Car Companies Tracking Drivers With AI
Car Companies Tracking Drivers With AI | |
---|---|
Short Title | Car Companies Want to Monitor Drivers Movement With Emotion-Detecting AI |
Location | Global |
Date | 2020 |
Solove Harm | Surveillance |
Information | Behavioral, Location |
Threat Actors | Cerence, Affectiva, Xperi, Eyeris, GM, Toyota, Honda, Volkswagen, Kia |
Individuals | |
Affected | Car drivers |
High Risk Groups | Driver |
Tangible Harms |
Technology companies found to planning in-car camera systems, that are marketed as safety features and would track every movement of the driver, as well as would use AI to identify driver's emotions.
Description
In 2020 software companies like Cerence, Affectiva, Xperi, Eyeris appeared to plan to roll out emotion- and object-detecting systems for cars in partnership with many of the world’s largest automakers, like DM, Toyota, Honda, Volkswagen and Kia.
In-car camera systems are being marketed as a safety feature.
In February 2020 technology firm Cerence pitched a strategy designed to help double the company’s revenue in five years: record every movement, every glance, every smile, frown, and wrinkled brow of drivers across the world—then sell the resulting data for a profit.Surveillance
Company's technology—including microphones, virtual assistants, and gaze-monitoring cameras—is already installed in more than 325 million vehicles, from which it uploads more than 100 million data transactions to the cloud every month, according to its investor documents.
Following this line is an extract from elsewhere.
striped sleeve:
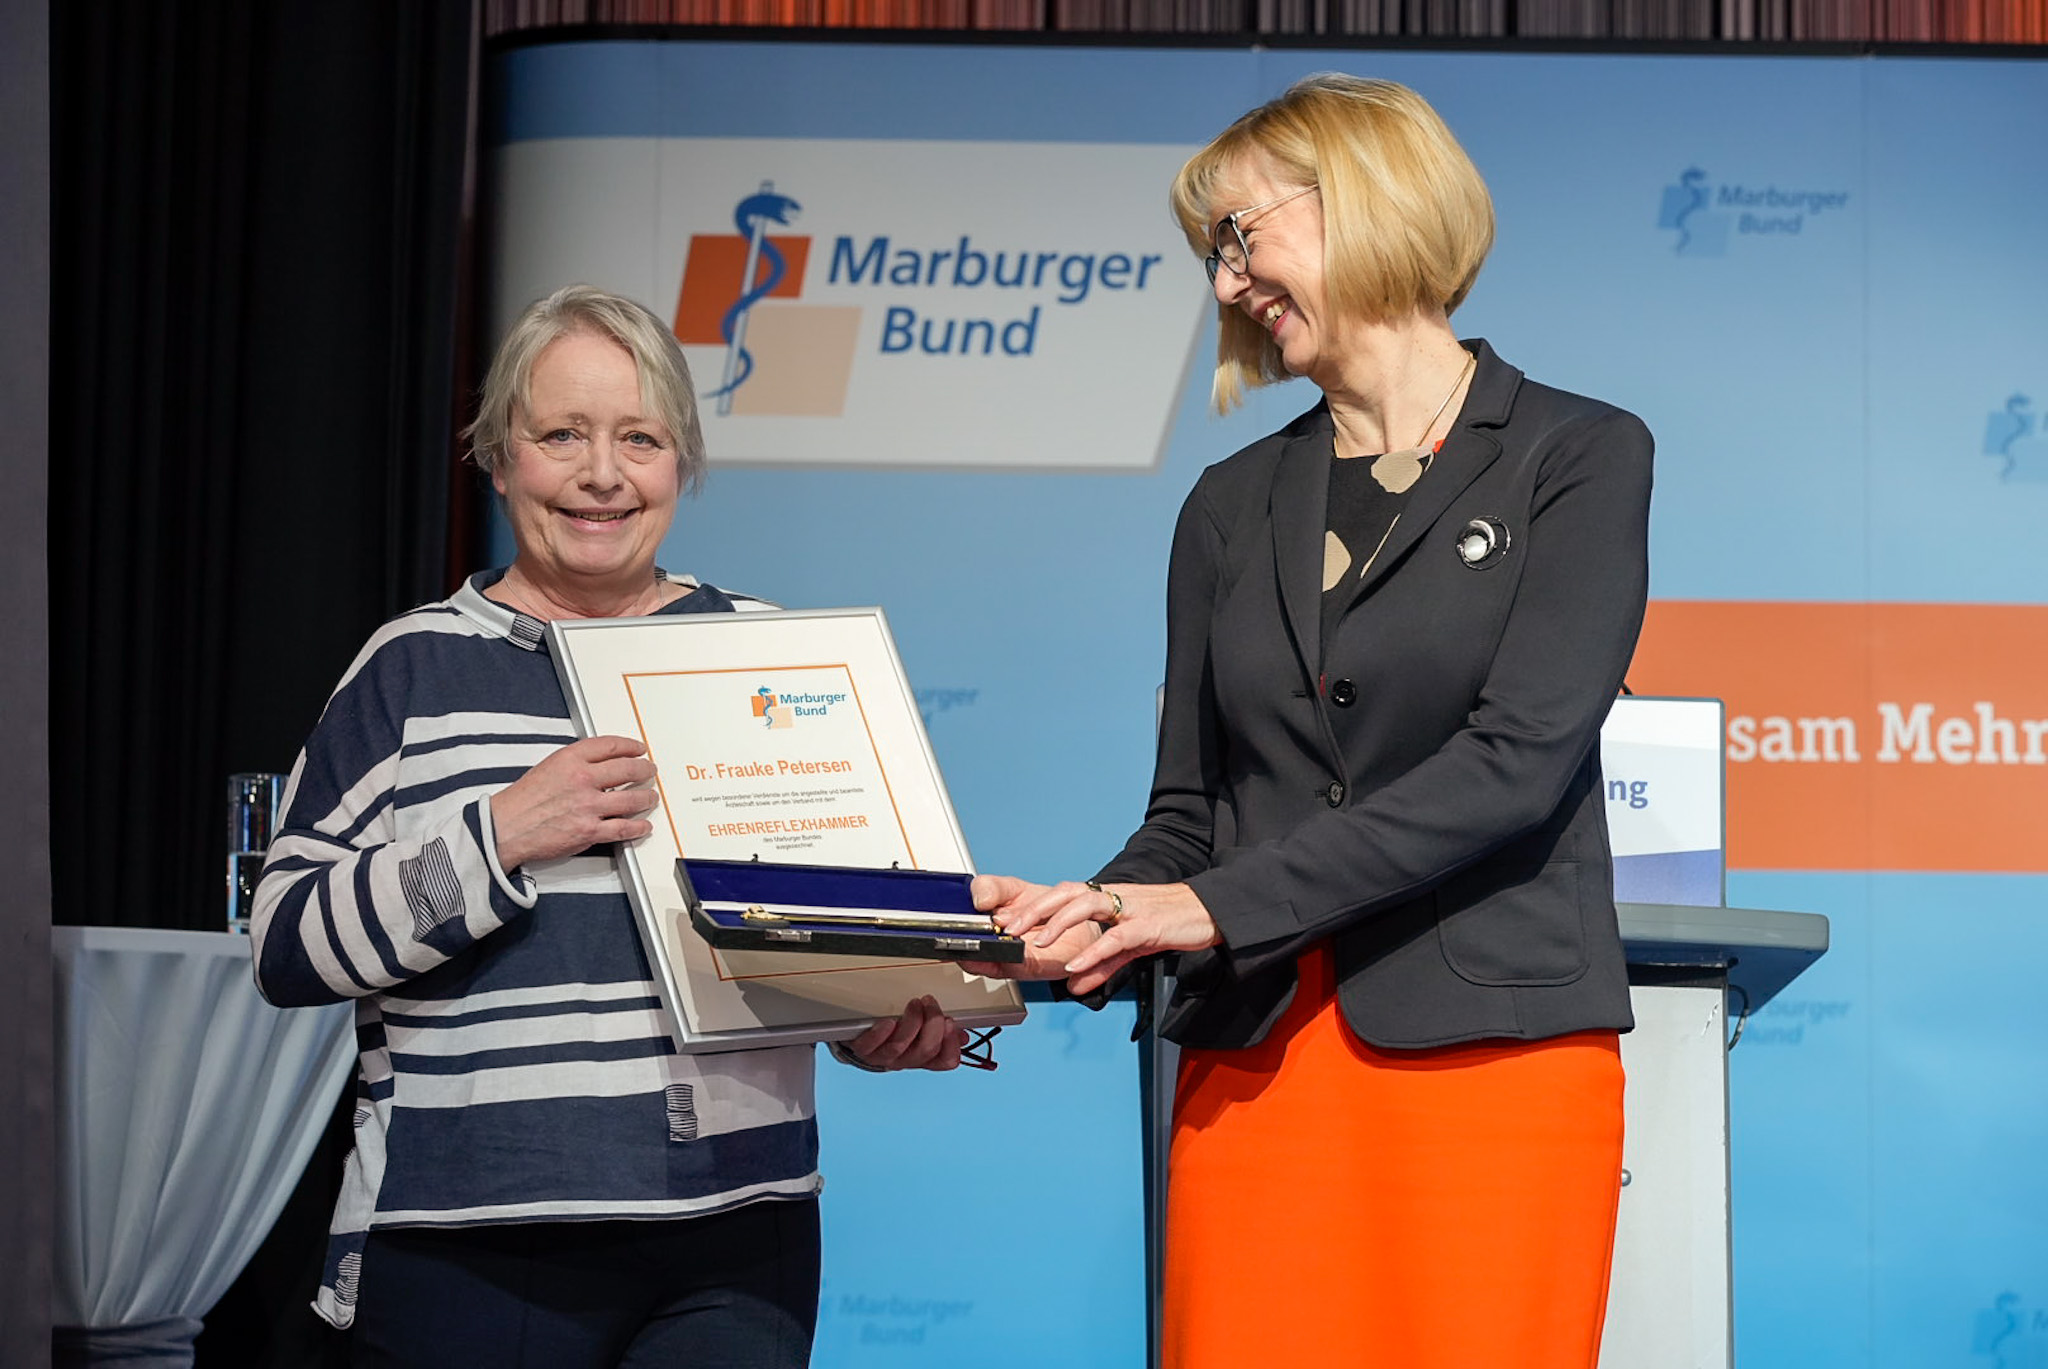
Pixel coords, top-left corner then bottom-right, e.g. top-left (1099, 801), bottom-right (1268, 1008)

Very soon, Cerence announced, it plans to deepen that data mining operation with in-cabin cameras linked to emotion-detecting AI—algorithms that monitor minute changes in facial expression in order to determine a person’s emotional state at any given time.
Their plans are bolstered by a European Union law mandating that all new cars be equipped with at least rudimentary driver-monitoring by mid-2022, and a similar bill recently introduced in the U.S. Senate.
In January, the European Data Protection Board issued guidelines governing the use of data from connected cars. They mandate that, among other restrictions, no personally identifying information can leave the car without explicit driver or passenger consent
In the U.S. the laws currently in place are insufficient to protect consumers from the technology that will soon be rolling off production lines.